É no 14.º parágrafo que Mithá Ribeiro acaba por tomar uma posição clara sobre o Estado Social que tanto o ajudou: "Sendo o estado social decisivo, não se podem confundir funções delimitadas e apoios circunscritos e excecionais com a criação de dependências parasitárias que distorcem por gerações a relação cultural dos indivíduos com o meio envolvente". Não posso estar mais de acordo e não conheço ninguém (nem Mithá Ribeiro o indica) que defenda o contrário. É verdade que alguns parágrafos adiante, mais concretamente, no 21.º parágrafo, o autor indica uma profusão de nomes a quem imputa "discursos sobre a pobreza ou minorias raciais eivados de uma pretensa superioridade moral de ultrapolitizados". Não citando os discursos em concreto, a acusação parece-me gratuita e com a facilidade proporcionada pela internet não seria difícil indicar as fontes do seu descontentamento oferecendo um link para cada um dos discursos proferidos pelas pessoas que refere no citado parágrafo. Mas a opção do autor foi distinta. Parece pretender estabelecer uma correlação entre os referidos discursos "eivados de uma pretensa superioridade moral" e as também já referidas "dependências parasitárias" que devem ser evitadas através de "apoios circunscritos".

 

Uma vez que Mithá Ribeiro não indica que discursos são esses que imputa às pessoas que refere e não crendo ser ónus do leitor ir descobri-los, vou centrar-me, no que é ainda um belo elogio ao Estado Social, no perigo que o autor sobre ele alerta. Gabriel Mithá Ribeiro gosta do Estado Social, deve-lhe muito - quer a sua formação, quer algumas das suas experiências profissionais mais enriquecedoras - e por isso não quer vê-lo destruído por uma retórica que legitima "dependências parasitárias".

 

Está evidentemente por demonstrar algo muito simples: que tal como Mithá Ribeiro é exemplo de um Estado Social de sucesso porque ele próprio - Mithá Ribeiro - soube por carácter e educação aproveitá-lo, também as situações de dependência são um caso de fracasso do Estado Social porque aqueles que se aproveitaram do que lhes foi proporcionado não tinham carácter nem educação.
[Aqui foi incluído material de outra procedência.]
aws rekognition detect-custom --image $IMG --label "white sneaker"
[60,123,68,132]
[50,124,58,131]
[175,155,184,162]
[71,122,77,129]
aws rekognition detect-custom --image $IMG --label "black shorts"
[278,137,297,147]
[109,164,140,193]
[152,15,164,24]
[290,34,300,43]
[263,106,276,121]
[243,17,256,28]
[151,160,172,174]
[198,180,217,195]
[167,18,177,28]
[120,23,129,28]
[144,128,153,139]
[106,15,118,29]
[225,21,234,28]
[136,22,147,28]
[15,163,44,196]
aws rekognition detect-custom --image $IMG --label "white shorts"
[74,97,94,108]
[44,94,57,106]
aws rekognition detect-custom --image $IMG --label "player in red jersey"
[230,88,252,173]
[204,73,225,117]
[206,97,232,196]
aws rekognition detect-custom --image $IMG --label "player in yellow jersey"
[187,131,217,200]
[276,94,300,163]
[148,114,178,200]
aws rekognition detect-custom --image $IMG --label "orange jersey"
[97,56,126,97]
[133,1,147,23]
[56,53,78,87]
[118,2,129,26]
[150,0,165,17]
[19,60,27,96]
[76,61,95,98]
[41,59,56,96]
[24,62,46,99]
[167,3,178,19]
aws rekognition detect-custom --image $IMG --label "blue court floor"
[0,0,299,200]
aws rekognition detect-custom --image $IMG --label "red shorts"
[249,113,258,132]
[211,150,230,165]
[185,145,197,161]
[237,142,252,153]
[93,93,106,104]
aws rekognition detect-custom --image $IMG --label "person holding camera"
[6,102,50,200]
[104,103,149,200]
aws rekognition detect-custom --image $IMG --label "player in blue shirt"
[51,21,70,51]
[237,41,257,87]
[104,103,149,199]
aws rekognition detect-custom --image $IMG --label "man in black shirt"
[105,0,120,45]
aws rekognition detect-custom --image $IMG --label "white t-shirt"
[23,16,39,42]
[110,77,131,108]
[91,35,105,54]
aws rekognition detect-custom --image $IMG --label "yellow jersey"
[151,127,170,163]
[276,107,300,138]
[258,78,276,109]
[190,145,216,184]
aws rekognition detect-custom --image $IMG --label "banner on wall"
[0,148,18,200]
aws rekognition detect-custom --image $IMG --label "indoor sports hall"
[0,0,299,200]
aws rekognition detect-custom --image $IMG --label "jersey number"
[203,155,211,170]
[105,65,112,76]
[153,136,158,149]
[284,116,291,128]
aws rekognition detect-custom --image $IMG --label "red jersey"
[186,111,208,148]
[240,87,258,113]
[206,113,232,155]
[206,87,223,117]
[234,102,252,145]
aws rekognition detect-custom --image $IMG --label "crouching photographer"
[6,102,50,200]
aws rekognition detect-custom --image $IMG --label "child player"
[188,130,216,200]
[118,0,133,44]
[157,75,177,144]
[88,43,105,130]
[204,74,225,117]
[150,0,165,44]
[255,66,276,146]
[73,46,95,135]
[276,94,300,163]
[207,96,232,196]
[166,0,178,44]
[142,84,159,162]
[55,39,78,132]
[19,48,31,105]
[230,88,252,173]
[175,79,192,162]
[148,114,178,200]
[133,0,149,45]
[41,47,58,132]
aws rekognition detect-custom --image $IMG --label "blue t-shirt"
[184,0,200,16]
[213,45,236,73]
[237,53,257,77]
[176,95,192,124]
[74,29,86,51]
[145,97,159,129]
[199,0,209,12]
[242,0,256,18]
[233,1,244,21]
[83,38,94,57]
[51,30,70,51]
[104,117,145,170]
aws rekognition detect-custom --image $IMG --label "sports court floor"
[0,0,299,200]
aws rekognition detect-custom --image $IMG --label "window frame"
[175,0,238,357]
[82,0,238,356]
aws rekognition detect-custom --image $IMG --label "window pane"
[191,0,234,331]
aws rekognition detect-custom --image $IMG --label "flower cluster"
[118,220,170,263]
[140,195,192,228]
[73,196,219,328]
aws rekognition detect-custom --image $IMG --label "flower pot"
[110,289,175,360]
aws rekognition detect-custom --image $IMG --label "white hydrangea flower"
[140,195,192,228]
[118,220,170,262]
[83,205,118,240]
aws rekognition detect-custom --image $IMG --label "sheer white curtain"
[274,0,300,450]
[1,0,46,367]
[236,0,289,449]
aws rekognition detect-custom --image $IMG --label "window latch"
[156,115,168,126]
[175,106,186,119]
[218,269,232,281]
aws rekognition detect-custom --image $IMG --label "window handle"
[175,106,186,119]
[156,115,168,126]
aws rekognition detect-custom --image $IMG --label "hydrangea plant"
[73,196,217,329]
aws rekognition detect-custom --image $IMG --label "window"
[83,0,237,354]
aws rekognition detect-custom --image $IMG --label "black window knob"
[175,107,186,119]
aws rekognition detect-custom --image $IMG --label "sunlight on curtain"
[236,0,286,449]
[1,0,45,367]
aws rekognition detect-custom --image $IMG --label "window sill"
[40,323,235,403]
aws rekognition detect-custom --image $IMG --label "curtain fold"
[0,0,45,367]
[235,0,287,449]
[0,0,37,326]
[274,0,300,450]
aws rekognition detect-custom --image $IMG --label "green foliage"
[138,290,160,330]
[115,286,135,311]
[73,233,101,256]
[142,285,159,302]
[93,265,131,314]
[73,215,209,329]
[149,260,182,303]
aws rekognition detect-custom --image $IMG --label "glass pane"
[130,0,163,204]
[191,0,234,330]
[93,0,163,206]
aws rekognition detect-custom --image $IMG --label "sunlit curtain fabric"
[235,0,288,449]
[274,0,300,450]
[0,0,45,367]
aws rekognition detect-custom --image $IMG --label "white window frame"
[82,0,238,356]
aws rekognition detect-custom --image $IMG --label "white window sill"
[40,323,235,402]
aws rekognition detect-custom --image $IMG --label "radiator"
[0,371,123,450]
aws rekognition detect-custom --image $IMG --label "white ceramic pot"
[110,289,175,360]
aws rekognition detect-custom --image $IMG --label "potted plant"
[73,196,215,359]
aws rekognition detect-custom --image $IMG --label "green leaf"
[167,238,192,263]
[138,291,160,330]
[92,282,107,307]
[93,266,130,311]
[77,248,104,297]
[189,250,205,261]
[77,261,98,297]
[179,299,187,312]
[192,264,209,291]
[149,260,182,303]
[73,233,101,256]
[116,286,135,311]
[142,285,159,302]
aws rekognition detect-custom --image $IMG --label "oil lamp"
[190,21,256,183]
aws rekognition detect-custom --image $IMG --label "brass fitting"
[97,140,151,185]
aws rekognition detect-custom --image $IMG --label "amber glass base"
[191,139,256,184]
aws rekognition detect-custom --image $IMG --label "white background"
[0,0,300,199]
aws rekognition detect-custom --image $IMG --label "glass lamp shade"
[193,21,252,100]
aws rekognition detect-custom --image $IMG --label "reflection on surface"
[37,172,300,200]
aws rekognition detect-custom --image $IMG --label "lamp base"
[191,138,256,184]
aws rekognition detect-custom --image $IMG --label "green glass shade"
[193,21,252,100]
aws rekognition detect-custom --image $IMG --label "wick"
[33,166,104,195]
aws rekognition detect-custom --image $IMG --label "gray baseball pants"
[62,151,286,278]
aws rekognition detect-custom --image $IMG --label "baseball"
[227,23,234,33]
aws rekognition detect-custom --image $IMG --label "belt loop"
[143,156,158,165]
Qualquer sistema público que vise ajudar as pessoas a terem uma vida melhor terá sempre gente a aproveitar-se dele - não apenas na pobreza, como na riqueza, como se pode ver com a interligação entre a dívida privada e a dívida pública - e isso significa que para lutar contra os free riders não precisamos de menos Estado, nem de mais Estado. Precisamos de um Estado que seja mais eficaz a executar as políticas públicas que permitiram a Mithá Ribeiro usufruir de todas as vantagens que usufruiu, sem que outros sem aproveitem delas. É exactamente isso que a social democracia pretende e por isso é que o texto de Gabriel Mithá Ribeiro é tão bonito. Desculpa lá, Paulo, mas não posso concordar contigo.